You made me remember why I do what I do. By the nice simple gesture of giving me a dessert you insisted I try, reminded me that I cook for the pure gift of sharing that passion with people around me. You showed me with your eyes and your words that this bakery wasn’t only about the business, but because you love what you do. Your passion radiates off of you and without you knowing, you made mine brighter.
There I was sitting in my car figuring out what to do. I had at least an hour and a half to kill before I had to make it into work. I sat there for a while listening to my favorite music station on Pandora: Amos Lee. This station brings such peace and clarity into my mind. I wasn’t thinking of much, just staring out the windshield letting the sun warm up my cheeks. For some reason I felt compelled to look right. There it was, a sign that said, “Antonio’s Greek Bakery.” Without hesitation, I turned my car off, open the door, step outside, and started walking right to the entrance.
Standing outside of this Greek bakery, I could see through the windows of something cute and itty bitty. It was a place with very few tables and minimal décor, which I found charming. Shortly, I opened the door, to notice I was standing in there alone. A counter in front of me filled with a display of decadent Greek desserts caught my attention.
Music filled my ears and the room gave off the fragrance of cinnamon, roasted nuts, and honey. I noticed this little kitchen behind the many delightful desserts I soon wanted to devour. I saw a man’s head moving back and forth through the window. I smiled and said, “hello.” He came out of the kitchen divided by a little door. With flour on his face, wearing a white apron stood an older gentleman with a little hair on the top of his head. He greeted me with this comforting smile and these warm inviting brown eyes. I never did ask the man what his name was, but for now, I’ll call him Antonio.
We spoke for a brief 10 minutes about his bakery and the desserts I was looking at. I had my eyes on the baklava and I told him I’d like to buy some for a friend. After laughing and exchanging a conversation I’d remember for a long time, I found myself paying him for what I came there for. With his exceptional hospitality, I told him to keep the change. With the look on his face, I can tell that I caught him by surprise and he told me, “You wait there, I have something delicious for you I want you to taste. It will be the best dessert you’ll ever have,” and he disappeared into that tiny kitchen.
A moment later he walked out with this little plastic box filled with a dessert I’ve never tried before. He described it telling me it was nice custard baked in between phyllo dough. It was topped with a honey simple syrup and a little sprinkle of cinnamon. Looking at him while he described it brought me home. It brought me to a place I’ve been longing for a while now. Antonio reminded me of something, he inspired me.

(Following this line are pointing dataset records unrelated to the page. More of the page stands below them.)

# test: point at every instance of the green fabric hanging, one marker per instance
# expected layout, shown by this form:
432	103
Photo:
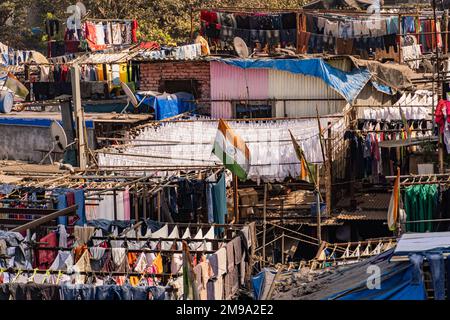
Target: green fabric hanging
421	203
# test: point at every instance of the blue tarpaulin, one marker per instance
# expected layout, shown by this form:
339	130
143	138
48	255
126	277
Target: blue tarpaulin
169	105
396	286
348	84
382	88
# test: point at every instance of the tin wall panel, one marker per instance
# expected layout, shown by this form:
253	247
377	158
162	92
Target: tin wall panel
233	83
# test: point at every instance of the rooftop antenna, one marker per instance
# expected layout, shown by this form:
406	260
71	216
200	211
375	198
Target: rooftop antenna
241	47
59	140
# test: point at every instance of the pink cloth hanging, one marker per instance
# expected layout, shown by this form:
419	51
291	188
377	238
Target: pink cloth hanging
126	204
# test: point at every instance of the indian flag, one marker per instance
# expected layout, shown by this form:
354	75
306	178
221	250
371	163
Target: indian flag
394	204
406	126
232	151
13	84
307	171
190	291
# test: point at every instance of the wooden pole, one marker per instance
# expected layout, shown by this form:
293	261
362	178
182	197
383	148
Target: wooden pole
47	218
76	98
235	198
329	173
115	203
439	86
136	202
319	227
264	224
144	203
159	206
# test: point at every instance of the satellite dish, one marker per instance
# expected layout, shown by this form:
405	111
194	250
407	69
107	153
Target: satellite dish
82	8
204	44
240	47
59	141
59	136
131	97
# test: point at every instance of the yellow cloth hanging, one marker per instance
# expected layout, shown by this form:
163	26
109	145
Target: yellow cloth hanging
158	264
123	72
134	281
100	72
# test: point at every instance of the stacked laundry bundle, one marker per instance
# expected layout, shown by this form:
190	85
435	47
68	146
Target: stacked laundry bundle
273	157
97	263
265	29
416	105
104	34
186	52
11	57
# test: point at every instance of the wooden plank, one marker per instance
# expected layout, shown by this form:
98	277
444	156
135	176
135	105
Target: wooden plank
16	222
26	211
35	223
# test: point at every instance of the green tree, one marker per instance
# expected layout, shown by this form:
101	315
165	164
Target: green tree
165	21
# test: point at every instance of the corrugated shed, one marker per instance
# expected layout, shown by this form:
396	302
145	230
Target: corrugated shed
285	85
230	83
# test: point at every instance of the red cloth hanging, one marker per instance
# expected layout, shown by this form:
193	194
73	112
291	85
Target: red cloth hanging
442	109
91	37
134	27
46	257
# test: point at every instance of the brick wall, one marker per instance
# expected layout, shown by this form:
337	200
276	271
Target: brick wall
153	74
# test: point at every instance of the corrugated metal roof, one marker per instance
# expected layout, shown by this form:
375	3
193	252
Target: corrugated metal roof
104	58
363	216
286	85
370	206
232	83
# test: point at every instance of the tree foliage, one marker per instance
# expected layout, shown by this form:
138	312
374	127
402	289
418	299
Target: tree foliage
165	21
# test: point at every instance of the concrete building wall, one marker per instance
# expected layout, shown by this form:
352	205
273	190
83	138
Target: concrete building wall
154	74
22	142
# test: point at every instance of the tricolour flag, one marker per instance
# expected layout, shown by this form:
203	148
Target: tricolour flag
232	151
13	84
394	204
306	169
190	291
406	126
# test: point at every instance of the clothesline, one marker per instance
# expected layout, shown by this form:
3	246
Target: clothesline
129	250
114	238
89	273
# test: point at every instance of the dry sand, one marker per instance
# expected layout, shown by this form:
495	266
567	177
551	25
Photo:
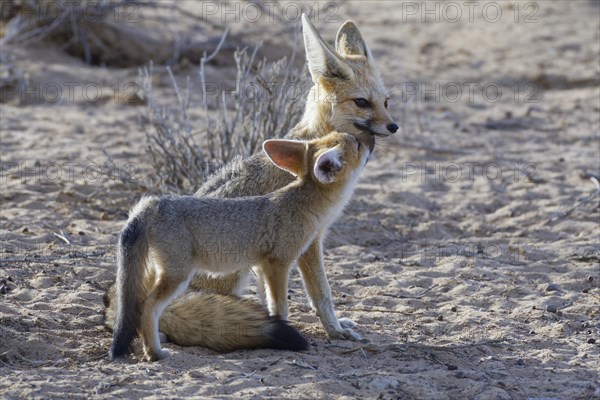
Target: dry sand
469	257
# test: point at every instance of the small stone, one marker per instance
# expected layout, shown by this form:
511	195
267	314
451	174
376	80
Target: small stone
381	383
552	287
552	308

Shortly I thanked him, asked him for a business card, smiled, and walked out the door. As soon as I got into the car, I just knew I had to try this dessert and a little baklava. The smell of them both in front of me made my mouth water. This creamy custard had this flaky, buttery phyllo on the bottom and top of of it. The subtle sweetness of the custard complimented the warmth of the honey syrup that went with it. I was in heaven.